That is false. There was no rule in the last decade under which they would have made the ballot. The rule, based on the law of Virginia, requires, and has required, 10,000 valid signatures of registered voters, with 400 in each congressional district.
Two conservative candidates failed to even collect 10,000 signatures. Two other conservative candidates failed to collect 10,000 valid signatures.
You can keep SAYING that the rules changed, but it is false.
“That is false. There was no rule in the last decade under which they would have made the ballot. The rule, based on the law of Virginia, requires, and has required, 10,000 valid signatures of registered voters, with 400 in each congressional district.”

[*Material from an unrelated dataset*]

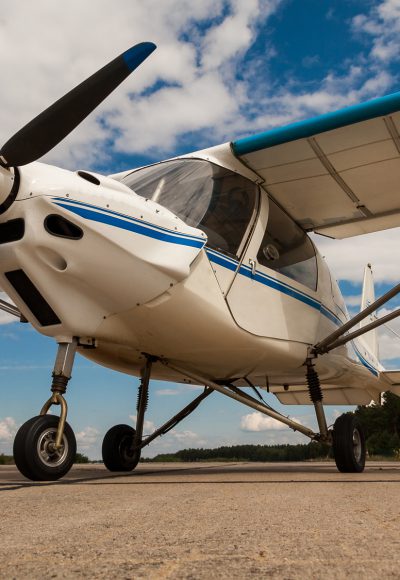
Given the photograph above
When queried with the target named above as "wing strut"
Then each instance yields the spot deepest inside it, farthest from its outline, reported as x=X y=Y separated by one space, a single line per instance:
x=10 y=309
x=337 y=339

“...prior to the 2012 elections it was Republican party policy in Virginia to simply deem any candidate that brought in ten thousand raw signatures as having met the primary ballot requirements under Virginian state election law. So, for example, Alan Keyes (a popular negative example for people making the any competent campaign argument) apparently did not actually have his petitions checked in 2000 and 2008; absent going back and looking at the paperwork (assuming that it even still exists), theres no way to tell whether he would have survived the scrutiny of 2012. And thats true of every other candidate who has appeared on the primary ballot in Virginia. None of them qualify for an apples-to-apples comparison and this remains true no matter how many signatures were collected. If you know that your signatures will not be checked if you get above 10K, you are simply operating in a fundamentally different environment than one where you know that your signatures will be checked.”